For Christmas, I surprised my girlfriend Kayla with a trip to the Grand Canyon. With the help of my mom, I had it all planned out. We would drive up the day after Xmas, sight see around the south rim of the canyon for a day, taking in all of what the Grand Canyon is. Before finally ending the day up in Lee’s Ferry. I had reserved a jet boat from Lee’s Ferry Anglers, and a room at Cliff Dwellers lodge, and the plan was to spend the next day inside of the Grand Canyon. As much as this was a gift to Kayla, this was also a gift for myself. More than seeing the Grand Canyon, or catching a few fish in the river, I was excited about sharing a place that is so dear to my heart with Kayla. I got to show her the runs that I would fish with my father, tell her some stories and memories of him, show her where we would camp on the banks, and let her see for herself why that place really is so special. There really aren’t words that can describe being in that canyon. It,s more than the vast landscape or the bright sky, and contrast of the red walls, it's a feeling. It just feels right.
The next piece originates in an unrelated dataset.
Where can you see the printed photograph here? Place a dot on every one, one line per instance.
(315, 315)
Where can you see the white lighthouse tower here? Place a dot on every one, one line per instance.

Sure, we caught a couple fish on that day in the canyon. I got to play with the new Hydrogen trout spey rod, and swing flies in a run that I remember catching fish in when I was 8 years old. I got to teach Kayla a bit about how important a realllllly long, natural drift is there, and how although those fish are small in the trout world, they fight like they are twice their size. But more importantly I got to fish with my dad again, and introduce the woman I love to him.
Every-time I’ve been back to Lee’s Ferry, I have felt the presence of my father, and like no other place that I have fished, or get to fish on a weekly basis, I now understand what he meant when he said it just “feels right” being there, all those times. I'm thankful for everything that my dad taught me, and for showing me all of the fun things about this world. But more than anything, as I grow older, I realize more and more how privileged I was that I got to spend so much time with him in such amazing places, and how for the rest of my days on this earth, I will always have one of those places, Lee’s Ferry, to go say hi to dad.